Ever been in the mood for a fantastic espresso – a real espresso – and then been disappointed in the undrinkable swill? We ve all been there. But no more….Read More
So here I am with another syrup recipe, I have conjured up over the summer months. My love for coffee syrups grown and has grown, and so has my bank of recipes. Here is one that I thought…Read More
Bottom Line: Mine is white and it is so beautiful. I am in love with it!
We get a lot of questions about what makes a fantastic drip grinder Vs. espresso. We often get questions about the grinder for both applications. There are a great deal of things that go into a grinder, so we needed to supply some tips.
What makes a drip grinder is consistency. It is fairly well understood that larger burrs may lead to finer grind. In the event of a excellent drip brewer we are more interested in control settings and consistency than getting as fine as possible. Because adjustments are required by drip brews, stepless controls are, but not a requirement. What is important is consistency. A grinder with a decent sized (40mm or so) burrset and conical shape provides quality, consistent grounds.
Ultimately the point we are getting to here is that drip brewing is simply less demanding than espresso. This means that buying a drip grinder should be a much smaller dent in your budget than an espresso grinder.
For espresso, control and consistency are important, but electricity is required also. Espresso brewing requires a highly precise grind due to the pressure at play. This is especially true when using unpressurized portafilter baskets, because your grounds are helping to create that pressure. This means that you need very fine grounds that are also quite consistent. The best way to do this is with bigger (50mm or larger) burrs. Finding a compromise between burr size, shape, and price is key here. This need for more fine reasons is also why some grinders just can not to drip and espresso. Such a wide range of positions isn’t possible for every burrset to perform well.
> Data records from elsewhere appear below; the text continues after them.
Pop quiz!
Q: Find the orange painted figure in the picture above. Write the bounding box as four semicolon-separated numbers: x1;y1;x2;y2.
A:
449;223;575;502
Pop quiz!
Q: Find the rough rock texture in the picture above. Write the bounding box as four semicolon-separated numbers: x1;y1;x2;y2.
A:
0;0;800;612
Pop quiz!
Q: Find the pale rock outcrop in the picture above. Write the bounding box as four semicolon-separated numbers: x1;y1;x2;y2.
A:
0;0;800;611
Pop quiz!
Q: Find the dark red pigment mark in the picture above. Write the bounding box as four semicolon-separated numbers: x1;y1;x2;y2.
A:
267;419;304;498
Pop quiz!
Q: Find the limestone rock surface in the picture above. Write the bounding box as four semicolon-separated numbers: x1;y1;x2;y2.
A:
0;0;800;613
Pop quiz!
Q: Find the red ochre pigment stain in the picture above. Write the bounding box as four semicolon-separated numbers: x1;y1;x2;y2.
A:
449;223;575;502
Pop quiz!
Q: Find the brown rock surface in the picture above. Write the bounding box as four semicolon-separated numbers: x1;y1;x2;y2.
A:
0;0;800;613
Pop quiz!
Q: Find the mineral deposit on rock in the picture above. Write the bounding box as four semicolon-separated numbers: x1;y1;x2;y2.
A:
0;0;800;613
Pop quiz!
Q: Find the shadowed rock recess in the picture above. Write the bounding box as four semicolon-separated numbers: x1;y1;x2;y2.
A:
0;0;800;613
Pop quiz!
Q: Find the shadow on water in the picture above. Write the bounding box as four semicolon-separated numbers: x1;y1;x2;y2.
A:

Another facet that is important here is control. Unlike other brew methods, desired fineness will shift from roast to roast. Some java will want a slightly coarser or finer grind depending on source, roast level, and more. This means that super fine adjustments are very important. You’ll also need to carefully dial on your grinder for the best results for espresso when you refill it with a new bean. Which leads us to our decision…
Why Not Both?
Instead of searching for a grinder to perform both drip and espresso, consider budgeting for a separate one for each method. This may look like overkill, but switching from your carefully wrapped in espresso grind to trickle and then re-dialing it’s a large frustration. Even if you carefully indicate where your espresso grind is set, it is often quite difficult to find the spot precisely. On the other hand, drip grinders are so relatively affordable that by sacrificing a little budget for another one that you can really make your java setup more usable.
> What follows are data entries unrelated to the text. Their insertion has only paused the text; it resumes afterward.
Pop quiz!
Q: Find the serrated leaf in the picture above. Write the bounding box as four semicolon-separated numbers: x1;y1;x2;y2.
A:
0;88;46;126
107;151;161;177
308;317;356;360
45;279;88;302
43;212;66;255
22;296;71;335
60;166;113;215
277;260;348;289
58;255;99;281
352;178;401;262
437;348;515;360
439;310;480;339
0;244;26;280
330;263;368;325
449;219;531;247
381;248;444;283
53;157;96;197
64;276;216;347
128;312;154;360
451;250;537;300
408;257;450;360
It’s because of this that we hesitate to recommend grinders which can handle both kinds of brewing, even if they technically do exist. Just make your life easier by including a little drip grinder to your kitchen! We’re sure it will save you some headaches.Read More
CoffeeGeek guide on how to make the right choice the first time when buying an excellent espresso machine. Filled with insider tips, budget recommendations, and much more.